Nowhere Man

s critics never fail to note, the Brothers Coen are some kind of film savants--they know everything about movies and nothing about life. In the course of nine films, they have plundered the dark sleaze and high camp of all-American film tradition, yet for all this reverence, they remain irreverent in their refusal to take seriously the pathetic and often gruesome worlds they present on screen.

Now the Brothers Grim are back, with The Man Who Wasn't There. After stumbling with unrestrained excess of Americana in last year's Oh Brother Where Art Thou, the Coens have now made a quiet, ponderous piece that is more detached from its own machinations than anything seen from them before. Its world comes alive, if only to desperately want to take a nap. The result is both painfully slow-paced and wholly absorbing, an intricately crafted empty jar.

Billy Bob Thornton, in a role not far from his breakthrough performance in Sling Blade, plays Ed Crane,

a striking

combination of

Norman Rockwell's sheen and Bogart's masculine mystique, with a cigarette perpetually smoldering in contrast to his impenetrably blank face. Crane's debonair looks belie his morbidly banal nature, as he drifts through life with a barber job stale as his marriage.
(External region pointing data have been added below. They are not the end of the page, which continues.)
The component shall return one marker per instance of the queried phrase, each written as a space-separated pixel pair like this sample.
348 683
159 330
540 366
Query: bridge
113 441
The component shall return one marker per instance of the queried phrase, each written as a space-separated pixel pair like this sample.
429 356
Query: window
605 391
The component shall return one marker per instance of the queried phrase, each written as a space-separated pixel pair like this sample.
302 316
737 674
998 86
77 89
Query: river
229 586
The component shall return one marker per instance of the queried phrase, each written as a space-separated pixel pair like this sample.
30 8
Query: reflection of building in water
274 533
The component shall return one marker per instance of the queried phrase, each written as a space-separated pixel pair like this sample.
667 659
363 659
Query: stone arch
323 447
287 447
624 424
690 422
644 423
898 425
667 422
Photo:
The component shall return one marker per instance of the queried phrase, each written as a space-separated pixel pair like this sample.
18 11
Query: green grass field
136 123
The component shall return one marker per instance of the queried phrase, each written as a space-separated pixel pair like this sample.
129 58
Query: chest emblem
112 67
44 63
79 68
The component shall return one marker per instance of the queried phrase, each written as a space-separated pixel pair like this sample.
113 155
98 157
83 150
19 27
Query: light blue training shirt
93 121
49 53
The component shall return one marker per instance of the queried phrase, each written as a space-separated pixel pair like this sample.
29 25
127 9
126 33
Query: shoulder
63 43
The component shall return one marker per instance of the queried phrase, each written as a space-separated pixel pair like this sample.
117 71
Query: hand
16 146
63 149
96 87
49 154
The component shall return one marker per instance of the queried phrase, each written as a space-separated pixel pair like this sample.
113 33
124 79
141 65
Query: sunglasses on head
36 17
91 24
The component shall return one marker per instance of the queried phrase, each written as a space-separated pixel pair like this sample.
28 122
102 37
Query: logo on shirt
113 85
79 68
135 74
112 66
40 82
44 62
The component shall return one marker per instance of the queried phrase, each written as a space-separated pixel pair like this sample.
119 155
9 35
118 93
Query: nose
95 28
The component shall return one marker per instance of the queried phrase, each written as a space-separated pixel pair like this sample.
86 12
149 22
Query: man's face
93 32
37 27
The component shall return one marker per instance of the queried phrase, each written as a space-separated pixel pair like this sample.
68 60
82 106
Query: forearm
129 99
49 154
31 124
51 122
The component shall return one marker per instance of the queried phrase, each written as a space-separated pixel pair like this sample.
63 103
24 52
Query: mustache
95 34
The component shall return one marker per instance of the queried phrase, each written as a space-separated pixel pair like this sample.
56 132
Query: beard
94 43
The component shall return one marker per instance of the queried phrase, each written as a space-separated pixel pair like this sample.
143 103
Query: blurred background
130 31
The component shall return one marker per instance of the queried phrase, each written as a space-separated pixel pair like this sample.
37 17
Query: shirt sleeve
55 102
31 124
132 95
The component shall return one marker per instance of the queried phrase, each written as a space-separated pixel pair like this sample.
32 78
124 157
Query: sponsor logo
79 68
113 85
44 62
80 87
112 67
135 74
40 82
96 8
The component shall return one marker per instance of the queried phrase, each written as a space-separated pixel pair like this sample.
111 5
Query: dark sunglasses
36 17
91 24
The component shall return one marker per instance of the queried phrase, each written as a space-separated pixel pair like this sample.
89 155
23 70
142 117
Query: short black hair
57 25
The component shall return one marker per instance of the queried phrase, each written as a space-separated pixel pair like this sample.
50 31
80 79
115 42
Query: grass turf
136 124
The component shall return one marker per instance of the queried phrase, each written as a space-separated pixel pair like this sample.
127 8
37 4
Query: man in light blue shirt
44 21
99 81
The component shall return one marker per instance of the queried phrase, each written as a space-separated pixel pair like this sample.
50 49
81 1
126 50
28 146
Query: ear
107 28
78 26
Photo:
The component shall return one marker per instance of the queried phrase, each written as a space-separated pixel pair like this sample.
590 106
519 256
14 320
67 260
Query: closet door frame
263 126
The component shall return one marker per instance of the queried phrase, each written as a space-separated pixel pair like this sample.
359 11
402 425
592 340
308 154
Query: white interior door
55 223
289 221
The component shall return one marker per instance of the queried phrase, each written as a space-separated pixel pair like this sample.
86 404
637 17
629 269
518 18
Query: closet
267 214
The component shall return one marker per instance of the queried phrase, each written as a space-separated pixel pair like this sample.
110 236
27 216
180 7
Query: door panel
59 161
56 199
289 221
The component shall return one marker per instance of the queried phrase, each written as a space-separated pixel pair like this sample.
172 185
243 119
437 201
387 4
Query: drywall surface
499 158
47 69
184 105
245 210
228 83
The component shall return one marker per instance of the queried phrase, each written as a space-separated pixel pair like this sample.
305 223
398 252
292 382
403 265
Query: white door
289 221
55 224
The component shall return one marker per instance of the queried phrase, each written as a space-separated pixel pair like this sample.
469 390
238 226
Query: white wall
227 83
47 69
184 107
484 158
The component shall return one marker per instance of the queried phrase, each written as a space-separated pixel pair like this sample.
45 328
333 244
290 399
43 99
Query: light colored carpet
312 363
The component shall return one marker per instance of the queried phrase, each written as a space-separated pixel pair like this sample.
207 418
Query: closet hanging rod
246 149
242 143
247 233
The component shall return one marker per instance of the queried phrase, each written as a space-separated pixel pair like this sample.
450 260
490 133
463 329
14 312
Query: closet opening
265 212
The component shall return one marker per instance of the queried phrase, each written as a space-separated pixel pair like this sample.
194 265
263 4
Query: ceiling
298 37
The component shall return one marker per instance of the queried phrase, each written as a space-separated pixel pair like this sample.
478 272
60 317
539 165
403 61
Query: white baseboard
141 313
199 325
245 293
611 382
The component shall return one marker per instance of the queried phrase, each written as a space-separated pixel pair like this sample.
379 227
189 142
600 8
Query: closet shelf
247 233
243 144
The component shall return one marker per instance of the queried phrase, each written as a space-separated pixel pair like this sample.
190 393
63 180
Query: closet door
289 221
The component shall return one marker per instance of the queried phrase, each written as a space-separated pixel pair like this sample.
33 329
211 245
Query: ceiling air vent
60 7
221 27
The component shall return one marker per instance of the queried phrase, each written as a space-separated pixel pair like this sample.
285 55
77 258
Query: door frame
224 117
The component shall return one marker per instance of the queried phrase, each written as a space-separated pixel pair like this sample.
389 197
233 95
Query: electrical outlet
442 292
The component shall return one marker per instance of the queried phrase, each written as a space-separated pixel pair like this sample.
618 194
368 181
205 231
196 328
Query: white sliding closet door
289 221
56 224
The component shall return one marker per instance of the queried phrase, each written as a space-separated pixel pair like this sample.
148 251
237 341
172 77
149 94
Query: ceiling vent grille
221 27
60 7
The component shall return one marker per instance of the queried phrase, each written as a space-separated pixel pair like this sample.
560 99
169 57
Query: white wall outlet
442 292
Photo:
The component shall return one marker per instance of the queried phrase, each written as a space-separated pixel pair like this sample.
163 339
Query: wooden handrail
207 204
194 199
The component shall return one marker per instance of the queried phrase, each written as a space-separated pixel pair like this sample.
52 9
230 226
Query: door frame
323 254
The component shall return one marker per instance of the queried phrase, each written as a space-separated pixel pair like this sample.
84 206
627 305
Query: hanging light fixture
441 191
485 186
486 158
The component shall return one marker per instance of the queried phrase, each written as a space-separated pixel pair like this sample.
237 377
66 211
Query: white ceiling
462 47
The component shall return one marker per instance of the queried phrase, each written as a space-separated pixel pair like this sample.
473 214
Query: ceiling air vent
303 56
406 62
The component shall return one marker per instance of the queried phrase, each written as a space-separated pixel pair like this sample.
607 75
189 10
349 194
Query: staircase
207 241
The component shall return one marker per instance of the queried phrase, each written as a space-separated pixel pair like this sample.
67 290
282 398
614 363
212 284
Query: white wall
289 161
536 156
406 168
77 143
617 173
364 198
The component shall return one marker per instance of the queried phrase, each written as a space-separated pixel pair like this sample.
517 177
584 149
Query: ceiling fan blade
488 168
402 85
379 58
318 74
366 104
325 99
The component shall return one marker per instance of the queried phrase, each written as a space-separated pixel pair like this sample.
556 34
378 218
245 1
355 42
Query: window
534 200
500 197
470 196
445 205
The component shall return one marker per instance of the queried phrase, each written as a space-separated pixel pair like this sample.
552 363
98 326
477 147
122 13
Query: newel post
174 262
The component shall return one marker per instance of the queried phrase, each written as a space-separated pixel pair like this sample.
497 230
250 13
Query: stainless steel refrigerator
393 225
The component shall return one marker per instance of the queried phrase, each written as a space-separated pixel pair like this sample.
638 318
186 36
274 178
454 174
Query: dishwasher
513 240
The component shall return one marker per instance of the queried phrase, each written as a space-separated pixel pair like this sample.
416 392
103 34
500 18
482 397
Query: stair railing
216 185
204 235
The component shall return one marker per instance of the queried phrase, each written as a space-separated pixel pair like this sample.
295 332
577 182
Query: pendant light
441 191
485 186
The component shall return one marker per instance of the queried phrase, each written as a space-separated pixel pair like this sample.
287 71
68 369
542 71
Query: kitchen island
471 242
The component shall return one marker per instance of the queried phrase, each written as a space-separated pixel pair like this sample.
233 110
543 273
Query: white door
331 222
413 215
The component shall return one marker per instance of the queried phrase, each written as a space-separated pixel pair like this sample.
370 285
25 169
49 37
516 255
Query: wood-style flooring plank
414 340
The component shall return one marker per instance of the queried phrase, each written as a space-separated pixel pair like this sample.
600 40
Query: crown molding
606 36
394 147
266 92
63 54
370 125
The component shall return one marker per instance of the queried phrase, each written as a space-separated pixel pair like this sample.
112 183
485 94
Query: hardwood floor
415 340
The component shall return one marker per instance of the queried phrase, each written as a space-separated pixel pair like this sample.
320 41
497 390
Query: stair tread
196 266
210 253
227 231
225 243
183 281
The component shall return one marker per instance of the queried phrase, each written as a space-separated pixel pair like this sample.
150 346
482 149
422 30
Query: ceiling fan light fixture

This human blank slate is the kind of noir fixture, aimless and none too bright, that pops up without fail in a Coen Brothers film. Here they strip off the likable goofiness of The Dude (hmm, Lebowski?) and leave only his essence in Crane: a profound and unspeakable alienation nearly smothered beneath an overstylized, hyperreal world. At first it appears he's just guarded and reserved, but this is a rare case where character development works backwards: the more we see of him, the less there really is. As Crane's life comes unhinged by a modest blackmail scheme gone awry, his reaction--or lack thereof--is nearly inhuman.

The supporting cast is great, notably Tony Shalhoub as the Cranes' lawyer--but they're given less attention by the brothers than usual. The real loser is Frances McDormand, in a rare screen moment that fails to sparkle. As Crane's ambitious and domineering wife, she exits far too early in the film, and she's greatly missed.

That said, The Man Who Wasn't There is one of the Coens' most challenging and arguably brilliant films. Thornton's quiet bulldozer of a performance is its lynchpin, a powerful force around which everything seems to levitate. When Crane unexpectedly blurts out existentialist angst over the cutting of a kid's hair, we laugh at another Coen moment. But when the bathos finally fades to black amidst similar existential rumblings, the effect is deeply unsettling and closer to Camus' The Stranger than anything in a James Cain noir. Here the Coens have captured a void, perhaps what is to be found at the heart of all film--shapeless, empty and utterly fascinating.